Monday, February 26, 2007

Padded and Swaddled

The course that my body takes in recovering from a chemo treatment isn't a linear one, like you'd expect from a virus or an injury. I know that I begin to regain strength on days 3-5, and then am plunged into hell on days 6 and 7. This is my pattern on AC chemo, but after my next and last round of AC, I'm sure a new pattern will emerge for the subsequent four rounds of Taxol.

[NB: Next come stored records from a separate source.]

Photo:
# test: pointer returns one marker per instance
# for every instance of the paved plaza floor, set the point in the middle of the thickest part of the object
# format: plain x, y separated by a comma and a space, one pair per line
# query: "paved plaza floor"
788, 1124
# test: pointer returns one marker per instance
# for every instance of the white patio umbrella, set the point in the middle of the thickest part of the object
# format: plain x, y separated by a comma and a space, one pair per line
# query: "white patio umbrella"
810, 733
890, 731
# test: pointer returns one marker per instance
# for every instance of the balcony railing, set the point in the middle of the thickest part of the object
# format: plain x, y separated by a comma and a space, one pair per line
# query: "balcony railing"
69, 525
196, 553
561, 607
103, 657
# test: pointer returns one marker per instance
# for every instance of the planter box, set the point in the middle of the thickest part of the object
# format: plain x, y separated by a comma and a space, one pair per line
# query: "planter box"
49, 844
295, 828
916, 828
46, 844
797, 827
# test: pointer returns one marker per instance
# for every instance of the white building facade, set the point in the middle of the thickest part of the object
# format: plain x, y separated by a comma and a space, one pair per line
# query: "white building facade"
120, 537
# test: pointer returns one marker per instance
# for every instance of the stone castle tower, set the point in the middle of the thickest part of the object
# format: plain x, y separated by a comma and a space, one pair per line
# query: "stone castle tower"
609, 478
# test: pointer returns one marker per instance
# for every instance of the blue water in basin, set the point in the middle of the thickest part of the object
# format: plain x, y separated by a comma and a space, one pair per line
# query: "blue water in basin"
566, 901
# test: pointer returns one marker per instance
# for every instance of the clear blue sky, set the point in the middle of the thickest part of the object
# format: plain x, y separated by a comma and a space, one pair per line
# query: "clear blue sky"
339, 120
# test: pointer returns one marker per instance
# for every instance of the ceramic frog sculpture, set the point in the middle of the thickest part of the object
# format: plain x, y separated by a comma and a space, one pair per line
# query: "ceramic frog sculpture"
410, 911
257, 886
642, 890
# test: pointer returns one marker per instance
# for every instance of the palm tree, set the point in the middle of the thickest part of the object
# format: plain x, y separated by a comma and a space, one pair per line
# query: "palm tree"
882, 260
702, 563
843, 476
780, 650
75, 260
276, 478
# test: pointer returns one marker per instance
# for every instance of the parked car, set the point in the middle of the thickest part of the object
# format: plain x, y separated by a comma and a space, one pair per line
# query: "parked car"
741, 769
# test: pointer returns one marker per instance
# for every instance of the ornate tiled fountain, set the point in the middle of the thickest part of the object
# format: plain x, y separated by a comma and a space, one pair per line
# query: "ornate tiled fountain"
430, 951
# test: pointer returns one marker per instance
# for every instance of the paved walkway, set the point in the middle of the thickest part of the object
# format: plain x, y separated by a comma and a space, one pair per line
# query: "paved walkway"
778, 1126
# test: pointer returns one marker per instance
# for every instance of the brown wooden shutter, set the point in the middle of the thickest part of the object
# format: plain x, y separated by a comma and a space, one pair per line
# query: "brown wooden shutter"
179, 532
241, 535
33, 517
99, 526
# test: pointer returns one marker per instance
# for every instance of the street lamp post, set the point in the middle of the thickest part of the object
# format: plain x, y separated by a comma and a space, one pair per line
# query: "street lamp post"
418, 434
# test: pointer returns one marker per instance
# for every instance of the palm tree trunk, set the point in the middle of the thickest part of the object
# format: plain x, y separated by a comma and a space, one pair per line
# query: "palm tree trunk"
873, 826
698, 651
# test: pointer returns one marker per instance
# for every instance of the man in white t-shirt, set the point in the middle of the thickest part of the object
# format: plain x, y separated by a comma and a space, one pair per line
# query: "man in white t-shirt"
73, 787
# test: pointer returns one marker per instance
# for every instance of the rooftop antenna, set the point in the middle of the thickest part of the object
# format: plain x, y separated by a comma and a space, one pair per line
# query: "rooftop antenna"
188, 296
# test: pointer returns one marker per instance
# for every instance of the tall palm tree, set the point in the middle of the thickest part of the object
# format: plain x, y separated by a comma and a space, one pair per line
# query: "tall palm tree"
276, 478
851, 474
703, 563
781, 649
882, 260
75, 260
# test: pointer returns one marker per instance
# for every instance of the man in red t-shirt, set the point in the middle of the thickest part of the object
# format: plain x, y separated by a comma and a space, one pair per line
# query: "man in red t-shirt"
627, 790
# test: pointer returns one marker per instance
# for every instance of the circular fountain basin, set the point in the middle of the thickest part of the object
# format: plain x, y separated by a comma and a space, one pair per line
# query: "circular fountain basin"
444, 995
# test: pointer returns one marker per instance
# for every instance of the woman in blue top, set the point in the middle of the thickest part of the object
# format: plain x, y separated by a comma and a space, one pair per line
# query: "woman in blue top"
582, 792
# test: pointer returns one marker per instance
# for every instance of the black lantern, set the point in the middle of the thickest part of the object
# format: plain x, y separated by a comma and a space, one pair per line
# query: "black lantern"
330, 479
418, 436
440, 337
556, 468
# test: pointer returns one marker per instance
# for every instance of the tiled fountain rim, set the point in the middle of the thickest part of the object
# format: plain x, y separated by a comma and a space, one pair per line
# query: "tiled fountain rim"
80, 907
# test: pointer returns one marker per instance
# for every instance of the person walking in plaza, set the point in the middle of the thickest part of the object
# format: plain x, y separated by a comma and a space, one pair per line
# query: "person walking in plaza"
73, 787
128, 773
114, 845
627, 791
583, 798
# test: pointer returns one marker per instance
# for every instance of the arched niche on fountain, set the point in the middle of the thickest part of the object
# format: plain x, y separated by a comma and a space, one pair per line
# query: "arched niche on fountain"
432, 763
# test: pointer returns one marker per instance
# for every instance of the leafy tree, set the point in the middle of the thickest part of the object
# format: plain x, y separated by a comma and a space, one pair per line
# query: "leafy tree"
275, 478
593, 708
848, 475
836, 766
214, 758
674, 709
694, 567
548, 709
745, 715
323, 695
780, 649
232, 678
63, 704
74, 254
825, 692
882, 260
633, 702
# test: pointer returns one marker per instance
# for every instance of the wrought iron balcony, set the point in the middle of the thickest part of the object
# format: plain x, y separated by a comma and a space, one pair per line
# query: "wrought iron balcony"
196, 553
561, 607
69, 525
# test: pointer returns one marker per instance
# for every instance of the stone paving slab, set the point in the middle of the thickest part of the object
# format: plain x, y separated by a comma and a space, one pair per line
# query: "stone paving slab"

Chemo dulls my senses, nearly all of them, and the effect peaks on the weekend. Swollen with 6 pounds of fluid retention, my legs feel too heavy, my glasses too narrow for my puffy face. My eyes and nose run continuously as my irritated tear ducts try to compensate, so my sight is blurred. My temperature drops, so I wear my soft knit chemo cap around the house, which happens to cover my ears and block out sounds. My sense of taste goes away, things don't smell right, and my touch is distorted. When I run my nails over my skin, I don't feel the sensation as sharply as I should. My lower back and hips ache deep within the bones. The effect of all this is like being swaddled, and the sensory deprivation leads to a strong feeling of detachment from my physical self, with a corresponding effect upon my mental state. I reach for touchstones to make me feel grounded, but I can't find any, and so I drift. For two days.

When all this peaks, I'm isolated from my environment, both internally and externally. I can no longer sense hunger and satiety, nor my own state of wellness. I must monitor myself from an external perspective to make sure I am okay. I eat by the clock and write down what I eat, so that I know I am fed. I drink tons of water and pee every few minutes. I check my temperature because the feeling of malaise is so strong that I don't know if I'm coming down with an infection. If I step out of the house to get the mail, I visually scan myself first, to be sure that I'm dressed and unexposed. I have little automatic feedback for all of the ways I usually know myself, so I have to check with an act of will.

It's scary to lose sense of my own wellbeing, to lie on a couch for long stretches of time, not sleeping, just floating. The cats come for food, the phone rings, I go through the motions of living, but I'm not real. I am my only touchstone, but an unreliable one at those times. Then the fear seeps in and takes me to dark places.

What I know, and only because it has happened twice now, is that on the morning of day 8 the figurative swaddling drops away and I begin to feel connected to my world once again. The relief I feel is huge, even more so because I've been so unsure it will come at all. I write this down today for my future self two weeks from now during round 4. Day 8 will come, I think, and it will be golden.